Still in the film world... sort of
I still own a couple of film cameras: Nikon F-1 35mm SLR and a Zeiss Ikon Contaflex Rapid 35mm SLR (full manual) with which I use a Gossen N100 light meter. With my father passing away last December, I'll probably end up with his newer model Zeiss Ikon Contaflex as well as his Nikon F-1 and Rolleiflex 4x4 format cameras. I also inherited an original Kodak box camera (early 1900's), a 2D I believe (8x10 film).
Back when I had time, I used to develop my own film and did my own prints. That was a great deal of fun.
I do not own a digital camera, but I occasionally borrow one. The problem I have is the expense of a digital that equals my F-1 and telephoto lens. I have both an f1.4 50mm and f1.8 70-210mm macro zoom. Duplicating that capability in a digital run big $$$.

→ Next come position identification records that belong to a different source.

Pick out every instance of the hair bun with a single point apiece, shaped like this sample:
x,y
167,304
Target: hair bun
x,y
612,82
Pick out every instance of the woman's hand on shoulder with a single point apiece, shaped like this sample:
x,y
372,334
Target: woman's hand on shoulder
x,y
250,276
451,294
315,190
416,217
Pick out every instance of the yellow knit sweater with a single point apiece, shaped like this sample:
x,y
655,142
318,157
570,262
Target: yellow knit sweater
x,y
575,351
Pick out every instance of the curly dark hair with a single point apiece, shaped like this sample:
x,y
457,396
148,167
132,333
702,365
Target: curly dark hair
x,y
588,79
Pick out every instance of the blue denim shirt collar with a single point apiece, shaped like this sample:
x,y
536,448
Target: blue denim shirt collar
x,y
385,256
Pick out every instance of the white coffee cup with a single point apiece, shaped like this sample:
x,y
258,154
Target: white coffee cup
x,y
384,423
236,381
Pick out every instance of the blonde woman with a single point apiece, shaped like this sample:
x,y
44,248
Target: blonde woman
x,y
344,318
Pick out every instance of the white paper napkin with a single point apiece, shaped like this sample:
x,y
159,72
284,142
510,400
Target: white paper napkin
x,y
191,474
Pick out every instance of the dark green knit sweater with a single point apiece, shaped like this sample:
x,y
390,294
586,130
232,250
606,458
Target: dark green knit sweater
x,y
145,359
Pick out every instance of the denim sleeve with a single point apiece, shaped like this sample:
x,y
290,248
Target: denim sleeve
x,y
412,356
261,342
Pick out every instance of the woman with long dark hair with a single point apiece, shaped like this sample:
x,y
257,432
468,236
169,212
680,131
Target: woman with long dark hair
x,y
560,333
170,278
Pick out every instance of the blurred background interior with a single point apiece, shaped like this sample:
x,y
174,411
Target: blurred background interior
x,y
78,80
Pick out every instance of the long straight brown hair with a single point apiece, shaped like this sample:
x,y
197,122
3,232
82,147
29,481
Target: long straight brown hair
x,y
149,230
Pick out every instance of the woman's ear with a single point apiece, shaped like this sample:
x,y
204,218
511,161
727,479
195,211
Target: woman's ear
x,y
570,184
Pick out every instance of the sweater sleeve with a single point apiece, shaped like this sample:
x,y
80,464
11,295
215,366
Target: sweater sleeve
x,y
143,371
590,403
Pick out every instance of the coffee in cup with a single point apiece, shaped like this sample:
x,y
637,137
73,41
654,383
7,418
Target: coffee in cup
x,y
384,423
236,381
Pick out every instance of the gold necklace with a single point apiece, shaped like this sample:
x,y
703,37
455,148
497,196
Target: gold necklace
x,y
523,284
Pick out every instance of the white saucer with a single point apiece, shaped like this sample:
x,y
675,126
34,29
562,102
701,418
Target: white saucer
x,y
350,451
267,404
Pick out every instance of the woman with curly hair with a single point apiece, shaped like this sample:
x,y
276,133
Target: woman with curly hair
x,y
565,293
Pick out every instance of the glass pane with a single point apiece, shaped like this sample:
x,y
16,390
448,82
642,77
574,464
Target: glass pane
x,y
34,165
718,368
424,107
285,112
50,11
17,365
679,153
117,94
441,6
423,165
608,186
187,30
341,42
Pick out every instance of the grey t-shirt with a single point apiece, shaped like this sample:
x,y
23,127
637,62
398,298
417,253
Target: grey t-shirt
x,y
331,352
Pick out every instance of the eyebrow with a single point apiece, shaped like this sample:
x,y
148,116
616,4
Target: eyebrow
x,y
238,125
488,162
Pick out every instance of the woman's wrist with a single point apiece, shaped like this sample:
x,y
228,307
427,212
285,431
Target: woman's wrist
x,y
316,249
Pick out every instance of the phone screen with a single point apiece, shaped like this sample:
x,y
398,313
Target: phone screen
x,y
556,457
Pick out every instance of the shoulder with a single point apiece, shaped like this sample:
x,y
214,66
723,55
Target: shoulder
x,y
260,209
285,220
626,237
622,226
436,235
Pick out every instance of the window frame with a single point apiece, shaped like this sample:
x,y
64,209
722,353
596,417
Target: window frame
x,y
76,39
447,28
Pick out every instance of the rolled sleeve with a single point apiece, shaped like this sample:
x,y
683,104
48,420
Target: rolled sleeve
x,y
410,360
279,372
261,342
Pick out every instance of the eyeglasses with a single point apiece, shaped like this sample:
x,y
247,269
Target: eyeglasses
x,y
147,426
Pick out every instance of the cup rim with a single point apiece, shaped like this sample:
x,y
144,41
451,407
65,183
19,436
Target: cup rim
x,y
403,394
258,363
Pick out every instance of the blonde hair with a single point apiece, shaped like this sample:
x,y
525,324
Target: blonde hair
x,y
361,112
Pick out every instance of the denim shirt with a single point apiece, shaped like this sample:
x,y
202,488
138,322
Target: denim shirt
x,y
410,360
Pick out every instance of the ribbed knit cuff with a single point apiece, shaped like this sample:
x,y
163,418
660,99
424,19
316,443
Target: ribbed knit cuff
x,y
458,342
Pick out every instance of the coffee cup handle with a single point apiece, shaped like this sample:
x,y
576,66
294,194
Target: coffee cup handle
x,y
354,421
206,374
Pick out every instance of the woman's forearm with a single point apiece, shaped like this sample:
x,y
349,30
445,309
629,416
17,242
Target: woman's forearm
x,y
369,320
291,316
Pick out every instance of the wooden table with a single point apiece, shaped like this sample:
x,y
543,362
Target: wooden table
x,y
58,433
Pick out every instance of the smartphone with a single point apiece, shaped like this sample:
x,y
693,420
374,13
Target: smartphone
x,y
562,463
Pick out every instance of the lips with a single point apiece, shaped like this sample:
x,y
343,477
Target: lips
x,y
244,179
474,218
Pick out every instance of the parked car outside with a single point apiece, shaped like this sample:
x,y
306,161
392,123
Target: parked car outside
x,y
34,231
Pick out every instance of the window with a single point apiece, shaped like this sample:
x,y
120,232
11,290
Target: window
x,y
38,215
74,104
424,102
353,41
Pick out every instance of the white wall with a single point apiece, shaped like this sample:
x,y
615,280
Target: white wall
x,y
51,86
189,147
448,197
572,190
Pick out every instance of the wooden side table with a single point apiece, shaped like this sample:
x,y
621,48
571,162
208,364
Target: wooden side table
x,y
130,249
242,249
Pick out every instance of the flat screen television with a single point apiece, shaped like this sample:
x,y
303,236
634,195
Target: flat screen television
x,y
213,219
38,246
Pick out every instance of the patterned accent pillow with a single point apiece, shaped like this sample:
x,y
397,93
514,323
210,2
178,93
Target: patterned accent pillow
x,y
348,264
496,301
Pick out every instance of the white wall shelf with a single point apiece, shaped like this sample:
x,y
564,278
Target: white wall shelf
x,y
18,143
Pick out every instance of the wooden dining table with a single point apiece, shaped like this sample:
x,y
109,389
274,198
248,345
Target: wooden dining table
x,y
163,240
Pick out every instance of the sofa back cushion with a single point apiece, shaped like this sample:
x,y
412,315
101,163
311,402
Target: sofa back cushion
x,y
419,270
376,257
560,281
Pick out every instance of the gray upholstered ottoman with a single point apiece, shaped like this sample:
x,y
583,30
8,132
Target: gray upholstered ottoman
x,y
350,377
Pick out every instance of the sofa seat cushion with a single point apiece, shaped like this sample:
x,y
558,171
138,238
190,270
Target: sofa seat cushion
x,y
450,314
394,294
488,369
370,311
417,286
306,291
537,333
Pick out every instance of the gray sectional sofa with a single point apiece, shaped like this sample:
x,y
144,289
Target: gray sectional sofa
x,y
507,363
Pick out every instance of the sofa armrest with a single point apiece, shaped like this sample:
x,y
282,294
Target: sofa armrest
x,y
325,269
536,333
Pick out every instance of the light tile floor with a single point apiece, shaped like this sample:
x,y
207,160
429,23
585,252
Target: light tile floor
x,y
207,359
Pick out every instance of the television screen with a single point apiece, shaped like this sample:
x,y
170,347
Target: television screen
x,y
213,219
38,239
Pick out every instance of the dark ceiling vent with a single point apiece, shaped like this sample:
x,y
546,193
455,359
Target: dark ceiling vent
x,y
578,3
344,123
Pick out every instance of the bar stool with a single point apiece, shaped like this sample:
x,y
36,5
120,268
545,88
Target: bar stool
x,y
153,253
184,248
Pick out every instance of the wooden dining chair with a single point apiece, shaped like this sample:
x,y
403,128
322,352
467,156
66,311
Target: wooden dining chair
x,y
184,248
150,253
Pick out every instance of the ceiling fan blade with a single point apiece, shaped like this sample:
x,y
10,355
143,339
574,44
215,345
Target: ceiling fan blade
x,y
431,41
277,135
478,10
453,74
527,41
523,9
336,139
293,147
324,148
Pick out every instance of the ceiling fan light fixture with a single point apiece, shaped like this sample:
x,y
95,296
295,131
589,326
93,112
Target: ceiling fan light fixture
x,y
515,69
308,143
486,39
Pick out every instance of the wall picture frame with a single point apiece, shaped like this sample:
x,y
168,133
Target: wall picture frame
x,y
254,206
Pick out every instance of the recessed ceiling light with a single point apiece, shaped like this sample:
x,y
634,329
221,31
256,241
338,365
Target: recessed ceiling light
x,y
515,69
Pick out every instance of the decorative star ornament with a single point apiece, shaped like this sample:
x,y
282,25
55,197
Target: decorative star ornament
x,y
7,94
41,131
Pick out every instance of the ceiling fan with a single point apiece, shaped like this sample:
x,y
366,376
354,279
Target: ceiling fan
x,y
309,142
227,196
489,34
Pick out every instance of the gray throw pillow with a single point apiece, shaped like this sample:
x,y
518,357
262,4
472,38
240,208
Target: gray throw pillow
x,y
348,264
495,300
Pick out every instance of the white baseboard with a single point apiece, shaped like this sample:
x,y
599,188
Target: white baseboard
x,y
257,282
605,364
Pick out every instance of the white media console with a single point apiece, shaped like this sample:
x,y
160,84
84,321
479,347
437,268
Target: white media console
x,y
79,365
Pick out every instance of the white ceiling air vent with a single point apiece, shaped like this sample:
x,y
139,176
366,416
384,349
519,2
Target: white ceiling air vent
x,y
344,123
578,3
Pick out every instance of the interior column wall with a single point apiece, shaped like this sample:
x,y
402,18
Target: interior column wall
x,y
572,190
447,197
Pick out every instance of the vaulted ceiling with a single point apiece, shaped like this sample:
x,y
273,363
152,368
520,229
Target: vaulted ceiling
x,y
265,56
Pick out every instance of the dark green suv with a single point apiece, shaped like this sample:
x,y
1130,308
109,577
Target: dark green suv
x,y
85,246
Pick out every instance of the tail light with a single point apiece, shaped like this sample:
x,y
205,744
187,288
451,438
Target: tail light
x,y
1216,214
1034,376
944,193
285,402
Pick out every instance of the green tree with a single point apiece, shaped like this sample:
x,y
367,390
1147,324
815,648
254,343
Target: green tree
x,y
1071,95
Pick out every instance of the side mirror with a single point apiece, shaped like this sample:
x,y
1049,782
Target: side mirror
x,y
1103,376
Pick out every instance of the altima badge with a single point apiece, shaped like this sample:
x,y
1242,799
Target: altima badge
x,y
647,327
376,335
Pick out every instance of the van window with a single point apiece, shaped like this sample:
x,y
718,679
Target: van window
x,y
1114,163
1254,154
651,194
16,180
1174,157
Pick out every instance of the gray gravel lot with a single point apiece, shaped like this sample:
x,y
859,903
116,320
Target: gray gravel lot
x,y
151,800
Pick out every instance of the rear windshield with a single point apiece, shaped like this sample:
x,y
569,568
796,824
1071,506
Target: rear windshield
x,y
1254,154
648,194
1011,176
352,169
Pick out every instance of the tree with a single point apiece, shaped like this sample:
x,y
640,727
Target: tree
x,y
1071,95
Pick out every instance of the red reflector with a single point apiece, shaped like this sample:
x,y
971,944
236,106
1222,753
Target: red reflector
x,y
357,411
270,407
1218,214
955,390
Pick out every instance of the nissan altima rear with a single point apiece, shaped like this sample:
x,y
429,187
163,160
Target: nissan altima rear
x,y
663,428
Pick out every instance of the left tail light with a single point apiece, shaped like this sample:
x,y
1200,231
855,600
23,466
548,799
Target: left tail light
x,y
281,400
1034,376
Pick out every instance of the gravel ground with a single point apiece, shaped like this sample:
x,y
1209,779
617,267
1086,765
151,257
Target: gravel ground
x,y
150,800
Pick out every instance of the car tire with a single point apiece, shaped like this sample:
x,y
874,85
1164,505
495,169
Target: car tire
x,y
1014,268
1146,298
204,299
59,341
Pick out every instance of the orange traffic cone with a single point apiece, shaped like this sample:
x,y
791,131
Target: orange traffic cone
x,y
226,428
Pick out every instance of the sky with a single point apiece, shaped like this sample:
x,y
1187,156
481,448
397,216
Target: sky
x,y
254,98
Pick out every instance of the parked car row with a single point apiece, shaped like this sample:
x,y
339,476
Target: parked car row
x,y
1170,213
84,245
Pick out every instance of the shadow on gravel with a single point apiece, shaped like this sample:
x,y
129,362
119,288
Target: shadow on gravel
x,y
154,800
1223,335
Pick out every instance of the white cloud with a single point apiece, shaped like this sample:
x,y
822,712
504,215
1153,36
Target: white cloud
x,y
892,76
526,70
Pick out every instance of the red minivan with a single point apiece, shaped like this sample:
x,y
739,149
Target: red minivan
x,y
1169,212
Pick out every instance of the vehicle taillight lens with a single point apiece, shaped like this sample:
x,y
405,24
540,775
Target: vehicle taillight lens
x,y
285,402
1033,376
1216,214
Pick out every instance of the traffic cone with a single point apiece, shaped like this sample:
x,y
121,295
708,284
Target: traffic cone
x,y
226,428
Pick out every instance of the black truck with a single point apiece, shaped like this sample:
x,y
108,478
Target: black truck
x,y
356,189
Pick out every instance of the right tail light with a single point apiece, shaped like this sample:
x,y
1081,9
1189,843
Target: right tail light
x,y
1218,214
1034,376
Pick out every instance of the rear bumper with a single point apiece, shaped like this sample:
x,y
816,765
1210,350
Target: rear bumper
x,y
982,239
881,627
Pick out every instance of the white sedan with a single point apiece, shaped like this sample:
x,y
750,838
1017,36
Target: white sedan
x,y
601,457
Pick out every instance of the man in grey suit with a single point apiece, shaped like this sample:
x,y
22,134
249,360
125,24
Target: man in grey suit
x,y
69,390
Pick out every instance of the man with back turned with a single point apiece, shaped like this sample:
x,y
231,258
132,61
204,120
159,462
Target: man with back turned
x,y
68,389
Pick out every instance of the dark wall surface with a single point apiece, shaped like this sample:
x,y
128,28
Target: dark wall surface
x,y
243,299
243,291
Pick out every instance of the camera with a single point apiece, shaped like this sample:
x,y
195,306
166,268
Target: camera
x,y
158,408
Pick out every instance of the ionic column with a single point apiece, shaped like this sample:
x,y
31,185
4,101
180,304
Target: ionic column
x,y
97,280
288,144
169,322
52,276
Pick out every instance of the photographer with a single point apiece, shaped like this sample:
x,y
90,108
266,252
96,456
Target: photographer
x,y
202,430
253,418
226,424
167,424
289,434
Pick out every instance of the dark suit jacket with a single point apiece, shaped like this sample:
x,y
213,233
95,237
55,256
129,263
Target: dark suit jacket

That said, I like the Canon S3 IS, but I'd rather have more than 6MP for the price. They do take very nice photos.
If I had my own digital camera, I suspect I'd use it just a little more than my conventional cameras... at least until film disappears.
Do you still use a film camera?
I think film cameras have a place but not for me.
I think pros still use them, and some Luddites, but other than those I can't imagine why anyone would want to use one.
With a digital camera and a 1GB SD card you can shoot several hundred photo's. And if you are like me, not a pro, the chances of getting some good shots go way up.
Ghosts prefer film
For almost all my photographic needs, professional and home, I use a high-end Fujifilm digital camera. But in my line of work I run across a lot of 'paranormal investigators' who insist ghosts don't like digital but will appear on film. Real scientific, huh? Anyway, when I research an old site I'll bring my aging Pentax K1000 35mm SLR along and snap a few shots. Needless to say, I've never ended up with a picture of a ghost, film or not.
I'll be taking my first pictures of flying pigs with my professional quality Canon EOS-1v 35mm, and by the time I've hand processed the images, the shutters of the digital cameras used by the others might finally be snapping, even though we all clicked at the same time.
While the concept of digital initially wowed me a lot, I was silenced pretty quickly by the lack of quality, shutter lag, and overall shoddiness of technique used by digital shooters.
TrackStar1682, I enjoy the posts concerning Road Apples & Sawdust, Ghosts and yours?
Flying Pigs? Nice posts. Clever and fun!